March 16, 2022
In order for AI to become a more useful tool, it has to learn how to accurately interpret content more holistically. This means working in multiple modalities (such as text, speech, and images) at once. For example, recognizing whether a meme is hateful requires considering both the image and the text content of the meme. Similarly, building the metaverse will require integrating multimodal models with augmented and virtual reality devices, so they can recognize the sound of a siren, for example, and display an alert showing which direction the sound is coming from.
Historically, analyzing such different formats of data together — text, images, speech waveforms, and video, each with a distinct architecture — has been extremely challenging for machines.
Over the last couple of years, Meta AI has produced a slew of research projects, each addressing an important challenge of multimodal perception — from solving a shortage of publicly available data for training (Hateful Memes) , to a creating single algorithm for vision, speech, and text (Data2vec) , to building foundational models that work across many tasks (FLAVA) , to finding the right model parameters (Omnivore) , and many others. Taken together, they represent a clear trend: Multimodal understanding will be crucial to smarter AI systems in the near future.
Today, we’re sharing a roundup of Meta AI’s recent cutting-edge multimodal research, which we believe will collectively lead to more interactive, immersive, and smarter AI systems.
Our new Omnivore model can operate on image, video, and 3D data using the same parameters — without degrading performance on modality-specific tasks. For example, it can recognize 3D models of pumpkins or videos of yachts even though at training time it observed images only of pumpkins and yachts, respectively. This enables radically new capabilities, such as AI systems that can search and detect content in both images and videos. Omnivore has achieved state-of-the-art results on popular recognition tasks from all three modalities, with particularly strong performance on video recognition. Read the paper here.
FLAVA represents a new class of “foundational model” that’s jointly trained to do over 35 tasks across domains, including image recognition, text recognition, and joint text-image tasks. For instance, the FLAVA model can single-handedly describe the content of an image, reason about its text entailment, and answer questions about the image. FLAVA also leads to impressive zero-shot text and image understanding abilities over a range of tasks, such as image classification, image retrieval, and text retrieval.
FLAVA not only improves over prior work that is typically only good at one task, but, unlike prior work, it also uses a shared trunk that was pretrained on openly available public pairs — which we hope will help further advance research. Read the paper here.

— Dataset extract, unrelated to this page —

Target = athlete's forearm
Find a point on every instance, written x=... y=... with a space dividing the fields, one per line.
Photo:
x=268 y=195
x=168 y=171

CM3 is one of the most general open source multimodal models available today. By training on a large corpus of structured multimodal documents, it can generate completely new images and captions for those images. It can also be used in our setting to infill complete images or larger structured text sections, conditioned on the rest of the document. Using prompts generated in an HTML-like syntax, the exact same CM3 model can generate new images or text, caption images, and disambiguate entities in text.
Traditional approaches to pretraining have focused on mixing the architectural choices (e.g., encoder-decoder) with objective choices (e.g., masking). Our novel approach of “causally masked objective” gets the best of both worlds by introducing a hybrid of causal and masked language models. Read the paper here.
Research in self-supervised learning today is almost always focused on one particular modality. In our recent breakthrough data2vec research, we show that the exact same model architecture and self-supervised training procedure can be used to develop state-of-the-art models for recognition of images, speech, and text. The illustration below shows how data2vec is used with images, but the same procedure can also be used to train models for speech or natural languages. Data2vec demonstrates that the same self-supervised algorithm can work well in different modalities — and it often outperforms the best existing algorithms. Read more about Data2vec here.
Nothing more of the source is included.